WASHINGTON — Looking up at the high walls of the snow-covered Afghan valley, Staff Sgt. Robert Miller knew that his patrol might be walking directly into an ambush. That’s why he insisted on being up front, his teammates said.
It’s also what cost him his life.
On Jan. 25, 2008, Miller’s patrol of 22 U.S. and Afghan soldiers was ambushed outside of Gowardesh by a force of 120 enemy fighters. Troops there said Miller bore the brunt of the attack, then drew even more fire in an effort to help his men drop back to safety.
Even after being shot through both sides of his chest, he continued to return fire and toss grenades at the enemy.
“He definitely saved lives that day,” said Staff Sgt. Nick McGarry, a close friend who served alongside Miller in the Special Forces for three years.
On Wednesday, the White House will posthumously honor Miller for his heroism by presenting his family with the Medal of Honor, only the third servicemember to be awarded the honor for actions in Afghanistan.
In a statement last month, Miller’s parents remembered him as an "energetic, curious, always-active child" with a sense of adventure that led him to the Army.
The 24-year-old was a surfer and mountain biker who could speak fluent Spanish and almost-fluent Pashto. McGarry, who met Miller in Special Forces school, said Miller was always looking for ways to loosen up his team before they headed out on a mission.
"He was very intelligent, but he was very lighthearted too, always goofing around," McGarry said. "He liked to be active all the time, and he wanted to do the hardest thing possible."
Miller deployed to Afghanistan twice with Army Special Forces. In January 2008, his team was conducting combat reconnaissance patrols near Gowardesh, a hostile region in eastern Afghanistan where 18 months earlier Sgt. 1st Class Jared Monti earned a Medal of Honor after losing his life while trying to save a fallen comrade.
McGarry said Miller always volunteered for a thankless or dangerous task. "He always wanted to lead from the front," he said. "That’s just the way he was."
The team arrived at a river before dawn and spotted enemy fighters massing in a nearby compound. Army officials said the soldiers fired on the compound, then called in air support to destroy the structure and any remaining fighters.
Problems arose once the team moved in for a battle damage assessment, McGarry said. The team walked about 800 meters up the rocky, snow-covered river bank to the Gowardesh Bridge, while Miller translated security assignments for the Afghan troops. As they approached the site of the air strikes, he ordered the Afghans into an overwatch position, and took the lead for the march into a narrow valley.
An enemy fighter lurked behind a boulder until Miller was less than five meters away, then opened fire. Witnesses said Miller killed the man instantly, but the gunfire signaled fighters hidden along the valley walls to begin their assault.
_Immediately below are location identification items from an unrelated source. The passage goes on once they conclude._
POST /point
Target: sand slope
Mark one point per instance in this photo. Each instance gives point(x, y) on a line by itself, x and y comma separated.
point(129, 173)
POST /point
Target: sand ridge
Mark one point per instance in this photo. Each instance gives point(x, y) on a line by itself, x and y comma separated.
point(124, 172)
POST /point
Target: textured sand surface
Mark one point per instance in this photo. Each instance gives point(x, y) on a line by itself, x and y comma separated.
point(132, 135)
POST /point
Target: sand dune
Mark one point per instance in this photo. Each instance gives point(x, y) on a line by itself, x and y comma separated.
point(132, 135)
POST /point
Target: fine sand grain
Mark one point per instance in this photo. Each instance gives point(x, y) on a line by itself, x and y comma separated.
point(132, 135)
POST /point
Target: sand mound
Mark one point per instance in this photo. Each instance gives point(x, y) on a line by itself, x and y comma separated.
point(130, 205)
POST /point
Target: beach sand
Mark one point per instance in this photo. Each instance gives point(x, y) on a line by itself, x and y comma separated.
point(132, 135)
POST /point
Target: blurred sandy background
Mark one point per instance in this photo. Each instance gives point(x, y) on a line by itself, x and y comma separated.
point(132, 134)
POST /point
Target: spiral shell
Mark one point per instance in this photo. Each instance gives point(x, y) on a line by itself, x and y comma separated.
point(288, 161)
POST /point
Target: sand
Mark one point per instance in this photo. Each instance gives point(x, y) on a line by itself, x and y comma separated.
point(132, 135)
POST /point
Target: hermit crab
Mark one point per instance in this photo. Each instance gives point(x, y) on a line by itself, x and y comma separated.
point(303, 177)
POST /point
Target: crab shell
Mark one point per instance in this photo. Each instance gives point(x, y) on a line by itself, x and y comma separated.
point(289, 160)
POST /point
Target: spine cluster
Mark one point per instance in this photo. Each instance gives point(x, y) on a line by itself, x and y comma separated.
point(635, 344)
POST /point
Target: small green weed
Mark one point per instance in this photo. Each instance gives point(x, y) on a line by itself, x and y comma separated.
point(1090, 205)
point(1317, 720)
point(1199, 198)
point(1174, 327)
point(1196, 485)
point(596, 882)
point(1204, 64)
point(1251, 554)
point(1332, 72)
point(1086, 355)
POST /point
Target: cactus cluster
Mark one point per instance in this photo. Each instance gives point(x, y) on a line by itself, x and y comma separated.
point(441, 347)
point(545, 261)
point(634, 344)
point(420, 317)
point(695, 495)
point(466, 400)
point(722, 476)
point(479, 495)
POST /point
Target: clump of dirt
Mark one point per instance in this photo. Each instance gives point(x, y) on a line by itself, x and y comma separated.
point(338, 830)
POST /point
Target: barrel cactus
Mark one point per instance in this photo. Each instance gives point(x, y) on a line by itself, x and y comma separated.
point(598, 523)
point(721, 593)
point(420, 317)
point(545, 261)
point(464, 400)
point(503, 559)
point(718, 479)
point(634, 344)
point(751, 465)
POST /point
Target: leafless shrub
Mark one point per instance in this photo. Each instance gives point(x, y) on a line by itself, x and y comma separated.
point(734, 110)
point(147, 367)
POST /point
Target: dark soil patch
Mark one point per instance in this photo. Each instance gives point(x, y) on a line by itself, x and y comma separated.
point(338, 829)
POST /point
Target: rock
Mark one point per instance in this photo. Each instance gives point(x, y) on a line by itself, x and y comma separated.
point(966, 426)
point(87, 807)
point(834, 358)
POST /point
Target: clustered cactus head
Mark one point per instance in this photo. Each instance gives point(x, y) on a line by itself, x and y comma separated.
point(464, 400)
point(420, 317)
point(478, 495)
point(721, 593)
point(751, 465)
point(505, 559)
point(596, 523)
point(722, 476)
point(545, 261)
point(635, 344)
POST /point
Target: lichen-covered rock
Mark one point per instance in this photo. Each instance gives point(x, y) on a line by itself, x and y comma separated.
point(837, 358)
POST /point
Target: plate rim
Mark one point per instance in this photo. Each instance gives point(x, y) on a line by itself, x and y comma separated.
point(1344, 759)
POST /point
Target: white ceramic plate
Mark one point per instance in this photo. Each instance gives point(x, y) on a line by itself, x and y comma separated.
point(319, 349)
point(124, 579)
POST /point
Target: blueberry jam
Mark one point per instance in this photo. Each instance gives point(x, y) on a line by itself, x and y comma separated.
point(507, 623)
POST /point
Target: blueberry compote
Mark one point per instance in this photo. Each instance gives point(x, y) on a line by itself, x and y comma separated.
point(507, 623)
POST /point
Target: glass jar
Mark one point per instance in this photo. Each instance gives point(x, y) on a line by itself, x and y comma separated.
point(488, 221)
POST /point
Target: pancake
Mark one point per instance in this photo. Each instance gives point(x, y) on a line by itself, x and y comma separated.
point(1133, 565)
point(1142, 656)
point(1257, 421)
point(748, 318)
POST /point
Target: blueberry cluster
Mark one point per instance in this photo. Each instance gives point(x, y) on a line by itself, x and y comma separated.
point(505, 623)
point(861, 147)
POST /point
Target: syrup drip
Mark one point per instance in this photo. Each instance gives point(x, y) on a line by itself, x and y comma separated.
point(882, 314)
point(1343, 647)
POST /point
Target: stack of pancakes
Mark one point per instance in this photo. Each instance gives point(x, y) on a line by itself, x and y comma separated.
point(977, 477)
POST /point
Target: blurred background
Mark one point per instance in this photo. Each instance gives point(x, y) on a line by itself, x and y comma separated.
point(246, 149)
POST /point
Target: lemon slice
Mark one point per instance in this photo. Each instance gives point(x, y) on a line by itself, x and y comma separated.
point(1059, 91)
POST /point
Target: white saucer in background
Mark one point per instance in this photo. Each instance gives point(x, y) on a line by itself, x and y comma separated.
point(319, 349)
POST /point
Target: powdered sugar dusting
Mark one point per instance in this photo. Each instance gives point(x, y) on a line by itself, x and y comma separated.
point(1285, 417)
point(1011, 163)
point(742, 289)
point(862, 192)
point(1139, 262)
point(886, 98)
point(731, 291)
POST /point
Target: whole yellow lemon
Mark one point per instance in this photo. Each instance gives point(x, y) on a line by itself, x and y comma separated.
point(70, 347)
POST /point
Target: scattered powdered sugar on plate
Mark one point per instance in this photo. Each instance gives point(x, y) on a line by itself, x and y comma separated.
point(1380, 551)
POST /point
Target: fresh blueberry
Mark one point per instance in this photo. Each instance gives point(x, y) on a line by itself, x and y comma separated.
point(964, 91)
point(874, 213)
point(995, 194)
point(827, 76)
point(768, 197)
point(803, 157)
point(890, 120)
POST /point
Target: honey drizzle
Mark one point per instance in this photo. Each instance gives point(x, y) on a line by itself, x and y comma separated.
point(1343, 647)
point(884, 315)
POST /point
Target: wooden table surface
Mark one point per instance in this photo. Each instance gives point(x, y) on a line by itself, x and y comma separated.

"Once the ambush kicked off, we were all engaged," McGarry said. "Our team leader got injured pretty immediately. The whole time over the radio, Sgt. Miller was yelling at everyone to bound back."
But the heavy fire from above pinned down the U.S. troops. The constant bright flashes from Miller’s squad automatic weapon made him the prime target for the insurgents, so he pushed forward while ordering the others to move back to an area with more cover.
"I looked to my right, to see where (Miller) was, and saw him charging enemy positions," McGarry said. "He attacked the entire south flank, engaging probably 60 insurgents by himself. He took the fight to the enemy. That kept their pressure off of us."
Miller’s moves let the rest of the squad retreat and regroup, but left him fighting in the open nearly half a football field away from his team.
He charged one insurgent machine gun position and killed five fighters. He tossed grenades into two others, and continued peppering ambush positions with gunfire before attempting to take cover.
As he moved, an insurgent shot Miller through his right side, finding an area not covered by body armor. Critically wounded. Miller returned fire and killed the man.
Witnesses told Army investigators that the RPG and small-arms fire hitting around Miller was so intense that they could not see him, only dirt and snow being kicked up from the ground.
Miller kept shouting information on enemy positions over the radio, but was struck by a second bullet under his left arm. McGarry said when his teammates heard his radio go quiet and his weapons stop firing, they knew he was dead.
The troops fought for nearly two hours with the entrenched enemy forces before they could recover Miller’s body. Several other U.S. and Afghan troops were wounded, but Miller was the only casualty.
Army officials credited Miller with killing at least 16 insurgents and wounding 30 others.
McGarry said even though the Medal of Honor process had taken more than two years, to the men who served alongside Miller, it was a foregone conclusion.
"It’s kind of closure, for us," he said. "He’s an example of what America stands for. He was the epitome of what a Special Forces soldier is, the epitome of selfless service. He was willing to do everything and anything for those soldiers around him."